Amnesty slams Afghanistan's 'failure' to protect women activists

Published April 7, 2015
The report is based on interviews with more than 50 female activists and their relatives all around the country. 
— AFP
The report is based on interviews with more than 50 female activists and their relatives all around the country. — AFP

KABUL: Afghanistan is turning its back on female activists and leaving them vulnerable to threats, assassinations and sexual assault, Amnesty International said Tuesday, urging the international community to preserve hard-won gains for women.

Female rights campaigners have been suffering a growing number of targeted car bombings, grenade attacks and killings of family members, the London-based organisation said in a report entitled “Their lives on the line”.

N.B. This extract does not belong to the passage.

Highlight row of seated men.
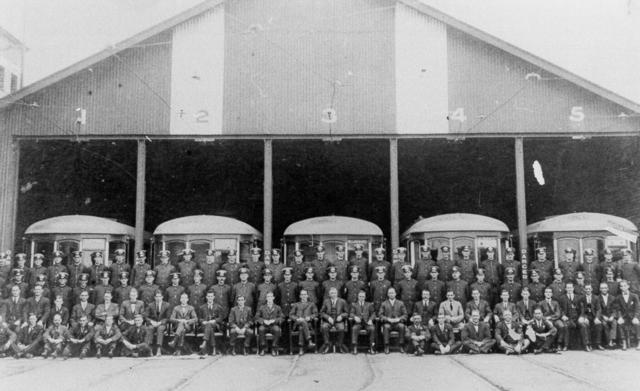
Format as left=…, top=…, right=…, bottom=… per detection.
left=0, top=272, right=640, bottom=357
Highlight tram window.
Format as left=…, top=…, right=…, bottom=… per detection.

“Laws meant to support them are poorly implemented, if at all, while the international community is doing far too little to ease their plight,” it said.

Most of the threats come from the Taliban and armed opposition groups, but government officials and local warlords also commit abuses against female activists, the report said.

“Women human rights defenders from all walks of life have fought bravely for some significant gains over the past 14 years -- many have even paid with their lives,” Amnesty International chief Salil Shetty told reporters in Kabul.

“It's outrageous that Afghan authorities are leaving them to fend for themselves, with their situation more dangerous than ever,” he said.

The report is based on interviews with more than 50 female activists and their relatives all around the country.

Since the fall of the Taliban in 2001 Afghan women have made significant advances in rights, with millions of girls attending schools and women holding government posts.

But with the steady withdrawal of foreign forces and the Taliban insurgency still resilient, there are growing fears the gains will be lost.

“Afghanistan is facing an uncertain future, and is at arguably the most critical moment in its recent history. Now is not the time for international governments to walk away,” Shetty said.

Reacting to the scathing report, President Ashraf Ghani said his government was “committed to protecting women's rights”.

Last month a mob in downtown Kabul lynched a 27-year old woman for allegedly burning the Koran.

The mob then set her body ablaze and dumped it in Kabul river while several police officers looked on.

In February popular female politician Angiza Shinwari died following a bomb attack on her vehicle in the volatile eastern province of Nangarhar.

And last year Shukria Barakzai, a prominent female MP and women's rights campaigner, narrowly survived a suicide attack in Kabul.